DOLFIN, Enrico (Rigo, Righetto)
Figlio di Marco e di Tommasina Ardizzone da S. Maria Formosa, vide la luce a Venezia negli ultimi mesi del 1252 o, al più tardi, al principio del 1253. Sembra assai probabile che fosse nato postumo. La madre, infatti, testando il 4 ott. 1252, risulta già vedova e non lo menziona nel suo testamento, il che fa pensare che egli allora non fosse ancora nato. Il padre, che probabilmente era un figlio di Giacomo, uomo politico di rilievo nella seconda metà del XIII secolo, apparteneva al ramo dei Dolfin stanziato a S. Canciano (sestiere di Cannaregio) e faceva quindi parte di una delle più antiche e nobili famiglie cittadine, "de haut lignaje" secondo la definizione del cronista Martino da Canal (p. 266), trasferitasi in seguito, almeno parzialmente, nella limitrofa parrocchia di S. Pantalone.

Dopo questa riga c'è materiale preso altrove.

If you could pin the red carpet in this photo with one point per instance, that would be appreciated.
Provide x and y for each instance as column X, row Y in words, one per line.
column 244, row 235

Nulla si può dire di sicuro sugli anni giovanili del Dolfin. Ben conosciuta è invece la sua carriera pubblica, iniziatasi verso il venticinquesimo anno di età, quando egli fu eletto per la prima volta al Maggior Consiglio; è certo lui quel "Righetus Delphino" che figura nelle liste dei membri della massima Assemblea veneziana nel 1277, in rappresentanza del sestiere di Cannaregio. Nel quindicennio successivo la sua attività ufficiale rimase limitata all'ambito della città natale: lo si ritrova difatti confermato per quattro volte consecutive al Maggior Consiglio, dal 1278 fino al 1282 ed ancora in un'ultima occasione nel 1284. In seguito, però, cominciarono ad essergli affidate mansioni che lo costrinsero ad assentarsi a più riprese dalla patria.
Il primo incarico all'estero si svolse fra il 1292 ed il 1294 quando egli ricoprì le funzioni di bailo in Armenia. La missione che lo attendeva era particolarmente delicata.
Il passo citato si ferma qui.